Когда утром в понедельник мы покидали нашу маленькую комнатку, на меня навалилась странная меланхолия. В Париже я прожил пятнадцать лет, но никогда не испытывал к дому особой привязанности — даже не вспоминал о нем и не тосковал с того момента, как его покинул. А теперь, прожив в этой дуврской лачуге всего лишь год, я в последний раз закрыл дверь, и у меня навернулись на глаза слезы, когда я бросил прощальный взгляд на две кровати, ветхий стол, стулья с переломанными ножками перед очагом; наш дом. Я повернулся к Доминик, чтобы одарить ее последней улыбкой на этом месте, но она уже отвернулась — наклонилась стряхнуть пыль со штанишек Тома, и пошла прочь, ни разу не посмотрев по сторонам, ни разу не оглянувшись. Я пожал плечами и захлопнул дверь, оставив комнату во мраке, поджидать новых бессчастных квартирантов.

Меня беспокоили ботинки. Черная пара с тонкой шнуровкой — они были мне великоваты; я недавно украл их у одного молодого джентльмена, который по глупости оставил их за дверью своего номера в маленькой портовой гостинице «Приют странника». Я имел обыкновение проникать в нее через черный ход по ночам, когда постояльцы уже спали, и рыскать по коридорам. Нередко в низких тесных проходах мне удавалось стянуть рубашку или пару брюк, оставленные там господами, полагавшими, что они все еще в Лондоне или Париже: они рассчитывали получить поутру тщательно отутюженную одежду. Эти вещицы крайне редко удавалось продать, но ими прекрасно пополнялся гардероб моего маленького семейства; к тому же, это не стоило мне ни гроша и ни малейших угрызений совести.

Подошвы ботинок, однако, были довольно изношены, и меня совсем не манила перспектива шагать до Лондона босиком. Левой пяткой я уже ощущал впивающийся гравий и по опыту знал, что комфорта в ботинках хватит от силы на милю, а затем начнутся волдыри и ссадины. У Доминик были похожие ботинки, но надела она толстые чулки, предохранявшие кожу от соприкосновения с обувью, — я позаимствовал их с бельевой веревки в трех милях к югу от города за день до того, как меня избили, а днем раньше удалось добыть новехонькую пару для Тома. Но ему, кажется, приходилось так же нелегко, как и мне, поскольку ботинки были неразношены, и он все время ныл, что они трут ему ноги; в конце концов Доминик вынула из кармана носовой платок и обернула ему ступни вместо носков. Я бы предпочел, чтобы она им заткнула ему рот, однако мальчуган и так утих, хоть и ненадолго.

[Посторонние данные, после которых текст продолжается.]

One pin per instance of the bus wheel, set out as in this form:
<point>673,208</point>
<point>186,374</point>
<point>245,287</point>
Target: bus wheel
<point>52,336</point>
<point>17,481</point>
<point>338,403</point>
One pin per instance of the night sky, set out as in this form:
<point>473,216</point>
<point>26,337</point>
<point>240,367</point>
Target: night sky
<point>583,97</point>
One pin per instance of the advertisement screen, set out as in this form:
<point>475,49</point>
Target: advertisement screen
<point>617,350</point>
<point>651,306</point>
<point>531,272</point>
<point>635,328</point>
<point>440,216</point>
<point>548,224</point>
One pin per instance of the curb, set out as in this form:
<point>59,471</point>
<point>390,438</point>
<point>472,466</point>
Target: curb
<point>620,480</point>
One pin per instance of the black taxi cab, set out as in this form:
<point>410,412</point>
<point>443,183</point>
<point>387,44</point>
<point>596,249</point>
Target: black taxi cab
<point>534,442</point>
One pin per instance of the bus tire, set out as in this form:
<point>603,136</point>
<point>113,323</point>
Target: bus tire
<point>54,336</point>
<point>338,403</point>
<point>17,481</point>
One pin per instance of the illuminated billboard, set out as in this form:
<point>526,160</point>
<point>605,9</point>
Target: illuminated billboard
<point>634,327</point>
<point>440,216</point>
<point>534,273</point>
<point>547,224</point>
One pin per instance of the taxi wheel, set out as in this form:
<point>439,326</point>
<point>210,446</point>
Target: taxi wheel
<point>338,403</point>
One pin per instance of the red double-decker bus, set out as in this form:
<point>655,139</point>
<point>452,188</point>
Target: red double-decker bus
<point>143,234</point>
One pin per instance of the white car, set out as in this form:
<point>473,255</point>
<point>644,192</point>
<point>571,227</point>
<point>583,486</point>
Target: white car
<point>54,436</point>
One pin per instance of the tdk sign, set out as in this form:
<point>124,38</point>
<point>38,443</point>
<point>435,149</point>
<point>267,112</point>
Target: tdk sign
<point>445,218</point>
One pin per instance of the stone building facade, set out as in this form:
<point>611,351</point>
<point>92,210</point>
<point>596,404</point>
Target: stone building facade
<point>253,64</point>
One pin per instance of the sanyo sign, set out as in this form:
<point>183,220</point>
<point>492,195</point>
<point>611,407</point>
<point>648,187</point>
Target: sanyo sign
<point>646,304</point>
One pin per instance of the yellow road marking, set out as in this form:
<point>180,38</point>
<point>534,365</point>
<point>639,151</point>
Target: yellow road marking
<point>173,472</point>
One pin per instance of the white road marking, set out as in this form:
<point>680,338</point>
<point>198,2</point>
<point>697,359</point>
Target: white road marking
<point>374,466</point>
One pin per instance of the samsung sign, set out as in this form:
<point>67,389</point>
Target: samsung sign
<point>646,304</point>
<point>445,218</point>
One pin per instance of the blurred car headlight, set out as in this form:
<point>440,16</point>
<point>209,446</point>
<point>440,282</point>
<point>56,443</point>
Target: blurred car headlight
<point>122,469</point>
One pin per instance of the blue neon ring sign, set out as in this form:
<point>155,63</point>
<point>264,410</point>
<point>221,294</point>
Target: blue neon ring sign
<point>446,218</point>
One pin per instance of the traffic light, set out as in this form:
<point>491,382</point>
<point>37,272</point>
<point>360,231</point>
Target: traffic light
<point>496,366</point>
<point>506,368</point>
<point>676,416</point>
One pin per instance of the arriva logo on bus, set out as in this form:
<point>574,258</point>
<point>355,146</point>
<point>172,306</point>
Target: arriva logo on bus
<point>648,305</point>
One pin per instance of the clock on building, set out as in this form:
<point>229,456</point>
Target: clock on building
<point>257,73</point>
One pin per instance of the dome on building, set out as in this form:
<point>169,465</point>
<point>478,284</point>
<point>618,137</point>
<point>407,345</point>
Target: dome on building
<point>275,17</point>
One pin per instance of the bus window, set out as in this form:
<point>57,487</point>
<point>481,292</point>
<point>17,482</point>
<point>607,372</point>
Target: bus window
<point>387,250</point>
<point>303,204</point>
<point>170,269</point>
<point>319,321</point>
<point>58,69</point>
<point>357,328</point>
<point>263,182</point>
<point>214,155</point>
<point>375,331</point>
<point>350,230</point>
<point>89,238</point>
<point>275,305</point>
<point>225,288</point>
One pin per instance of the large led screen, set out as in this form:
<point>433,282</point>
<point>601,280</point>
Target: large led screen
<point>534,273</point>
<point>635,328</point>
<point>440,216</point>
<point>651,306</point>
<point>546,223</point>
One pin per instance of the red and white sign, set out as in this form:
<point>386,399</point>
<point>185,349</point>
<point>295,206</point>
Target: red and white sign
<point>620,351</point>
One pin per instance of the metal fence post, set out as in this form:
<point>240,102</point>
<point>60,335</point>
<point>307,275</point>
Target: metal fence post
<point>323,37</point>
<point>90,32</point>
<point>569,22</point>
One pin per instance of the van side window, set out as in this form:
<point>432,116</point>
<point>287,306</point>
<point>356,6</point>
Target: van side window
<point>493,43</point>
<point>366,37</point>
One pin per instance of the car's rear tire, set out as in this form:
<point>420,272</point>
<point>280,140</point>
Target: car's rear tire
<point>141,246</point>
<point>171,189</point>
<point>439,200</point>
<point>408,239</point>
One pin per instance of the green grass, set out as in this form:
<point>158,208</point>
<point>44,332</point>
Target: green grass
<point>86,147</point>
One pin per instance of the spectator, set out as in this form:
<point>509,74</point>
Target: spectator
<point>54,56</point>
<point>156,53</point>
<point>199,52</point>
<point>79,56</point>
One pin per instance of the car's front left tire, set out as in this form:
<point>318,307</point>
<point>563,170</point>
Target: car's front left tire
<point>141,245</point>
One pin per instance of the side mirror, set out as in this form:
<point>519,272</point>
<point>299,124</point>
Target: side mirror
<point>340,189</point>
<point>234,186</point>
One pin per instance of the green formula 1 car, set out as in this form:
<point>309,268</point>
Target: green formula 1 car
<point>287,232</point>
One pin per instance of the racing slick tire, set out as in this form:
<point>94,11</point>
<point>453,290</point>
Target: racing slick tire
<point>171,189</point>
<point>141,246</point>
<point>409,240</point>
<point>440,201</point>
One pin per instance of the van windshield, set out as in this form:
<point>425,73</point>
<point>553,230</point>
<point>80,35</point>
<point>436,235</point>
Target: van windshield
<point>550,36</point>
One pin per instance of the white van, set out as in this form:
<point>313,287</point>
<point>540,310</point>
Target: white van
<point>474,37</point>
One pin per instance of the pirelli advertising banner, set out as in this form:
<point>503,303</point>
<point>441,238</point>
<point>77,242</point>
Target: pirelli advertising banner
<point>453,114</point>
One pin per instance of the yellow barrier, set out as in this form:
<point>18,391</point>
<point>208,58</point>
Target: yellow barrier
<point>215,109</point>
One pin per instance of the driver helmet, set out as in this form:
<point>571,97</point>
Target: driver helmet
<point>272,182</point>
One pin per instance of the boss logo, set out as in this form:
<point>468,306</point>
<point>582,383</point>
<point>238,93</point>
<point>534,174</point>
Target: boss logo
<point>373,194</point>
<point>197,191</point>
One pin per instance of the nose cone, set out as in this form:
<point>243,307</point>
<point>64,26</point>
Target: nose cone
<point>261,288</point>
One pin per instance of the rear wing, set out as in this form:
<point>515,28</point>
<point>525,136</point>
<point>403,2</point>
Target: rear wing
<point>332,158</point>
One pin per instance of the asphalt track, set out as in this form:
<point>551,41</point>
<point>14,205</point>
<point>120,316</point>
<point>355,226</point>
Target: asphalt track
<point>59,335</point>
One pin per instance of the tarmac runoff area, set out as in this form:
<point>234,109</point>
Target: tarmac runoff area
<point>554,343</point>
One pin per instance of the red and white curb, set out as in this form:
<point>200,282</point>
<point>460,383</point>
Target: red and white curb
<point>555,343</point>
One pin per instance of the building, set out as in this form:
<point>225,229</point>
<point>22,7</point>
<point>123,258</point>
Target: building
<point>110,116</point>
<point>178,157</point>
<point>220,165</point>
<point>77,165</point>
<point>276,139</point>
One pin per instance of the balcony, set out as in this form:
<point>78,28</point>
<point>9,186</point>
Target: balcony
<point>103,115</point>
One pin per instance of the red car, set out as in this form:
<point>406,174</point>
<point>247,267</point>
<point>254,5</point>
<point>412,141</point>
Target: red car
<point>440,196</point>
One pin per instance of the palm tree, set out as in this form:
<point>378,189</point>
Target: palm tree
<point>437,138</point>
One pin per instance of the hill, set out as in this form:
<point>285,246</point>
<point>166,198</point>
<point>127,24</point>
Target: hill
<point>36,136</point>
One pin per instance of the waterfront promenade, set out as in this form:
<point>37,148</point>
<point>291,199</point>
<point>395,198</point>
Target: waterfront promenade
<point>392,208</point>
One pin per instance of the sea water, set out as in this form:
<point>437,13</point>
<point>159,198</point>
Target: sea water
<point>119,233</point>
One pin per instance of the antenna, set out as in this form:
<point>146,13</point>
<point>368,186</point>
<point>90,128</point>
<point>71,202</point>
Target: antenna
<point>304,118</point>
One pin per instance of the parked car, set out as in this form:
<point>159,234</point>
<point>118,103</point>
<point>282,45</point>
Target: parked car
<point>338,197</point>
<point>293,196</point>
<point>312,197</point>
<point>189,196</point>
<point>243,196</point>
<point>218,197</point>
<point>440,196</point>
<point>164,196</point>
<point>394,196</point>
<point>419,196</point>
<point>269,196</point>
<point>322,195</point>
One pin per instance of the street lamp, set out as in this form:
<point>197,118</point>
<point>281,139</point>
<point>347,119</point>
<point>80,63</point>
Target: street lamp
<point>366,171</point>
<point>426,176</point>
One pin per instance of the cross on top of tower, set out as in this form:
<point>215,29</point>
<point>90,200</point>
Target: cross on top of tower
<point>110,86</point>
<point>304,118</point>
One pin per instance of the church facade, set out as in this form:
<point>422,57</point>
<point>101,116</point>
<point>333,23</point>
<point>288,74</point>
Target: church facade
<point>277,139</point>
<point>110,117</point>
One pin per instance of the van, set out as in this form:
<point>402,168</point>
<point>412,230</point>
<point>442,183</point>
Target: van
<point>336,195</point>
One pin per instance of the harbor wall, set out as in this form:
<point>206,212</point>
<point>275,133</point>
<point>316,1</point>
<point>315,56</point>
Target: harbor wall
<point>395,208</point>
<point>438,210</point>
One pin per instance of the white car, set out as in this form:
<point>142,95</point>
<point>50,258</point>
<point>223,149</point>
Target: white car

Я прикинул, что мы доберемся до Лондона дней за пять, если проделаем весь путь пешком, и быстрее, если удастся найти какой–то транспорт, в чем я сомневался: у молодой пары с маленьким ребенком шансы невелики, и уменьшались они с каждой милей, по мере того, как мы становились все грязнее и зловоннее. Но даже если мы доберемся за неделю, как сказала Доминик, это невысокая плата за побег из Дувра, от суровой жизни и монотонной работы, которая неминуемо ждала нас там. Неделя, утверждала она, — в нашем положении приемлемо.

В первый день нам, тем не менее, повезло: удалось привлечь внимание молодого фермера, ехавшего на повозке из Дувра в Кентербери. Он остановился подле нас, когда мы сидели на обочине, пытаясь что–то сделать с моими ногами. Мы прошли не более шести миль, но я уже был готов сдаться, сбросить ботинки и дальше идти босиком, полагаясь на удачу. Я уселся на придорожный камень и стал разглядывать пальцы, все покрасневшие и распухшие, Доминик устроилась на траве позади меня, а Тома растянулся на земле справа, прикрыв глаза рукой и театрально вздыхая от усталости; и тут я услышал повозку.

— Лучше помолчи, — сказал я Тома. — Нам придется идти, пока не доберемся до места, и нет никакого резона ныть и жаловаться. Это ничего не изменит, ясно?

— Но это же так далеко! — закричал он, чуть не плача. — Когда мы уже дойдем?

— Может, через неделю, — глупо пробормотал я, увеличивая срок, хотя понимал, что братцу от этого станет только хуже. Но у меня болели ноги, я злился и нервничал, ибо не понимал, как мне самому идти дальше. Только скулящего ребенка мне сейчас не хватало, а ведь Доминик наверняка будет гнать нас без передышки до самого Лондона. Я хорошо понимал Тома, ведь мне было всего лишь семнадцать, я и сам — сущее дитя. Бывали времена — вот как теперь, — когда мне хотелось капризно броситься на землю и сучить ногами, для разнообразия предоставив все решать кому–то другому; но я не мог себе этого позволить — только один из нас мог играть эту роль. — Ты просто приучи себя к этой мысли, Тома, и станет легче, — мрачно добавил я.

— Неделя! — вскричал он, и почти тут же спросил: — А сколько это?

— Неделя — это… — начал было объяснять ему я, но тут услышал скрип колес. Мимо нас уже проехало несколько повозок, и я пытался остановить их, но безуспешно. Возчики либо норовили стегнуть меня кнутом, либо с проклятьями требовали, чтобы я убрался с дороги, точно мы — бог весть какое ужасное препятствие. Если бы эти погонщики кобыл узрели Пиккадилли в пять часов вечера в наши дни, они бы поняли, как просто им живется, и не стали бы так легко выходить из себя. Я оглядел подъезжавшую конструкцию и обрадовался, увидев, что на ней нет никого, кроме самого возчика; однако надеялся я не слишком, когда поднял руку и воззвал к молодому парню с вожжами в руках.

— Эгей! Сэр! — закричал я. — Не найдется ли в вашей повозке местечко для нас?

Когда он подъехал, я отступил, опасаясь, что сейчас появится кнут, или же он просто переедет меня, и очень удивился, когда он натянул поводья и крикнул лошади «тпру».

— Хотите, чтоб я вас подбросил, а? — переспросил он, остановившись рядом. Тома посмотрел на него с отчаянной надеждой, а Доминик поднялась с травы и, отряхивая юбки, с подозрением уставилась на нашего благодетеля.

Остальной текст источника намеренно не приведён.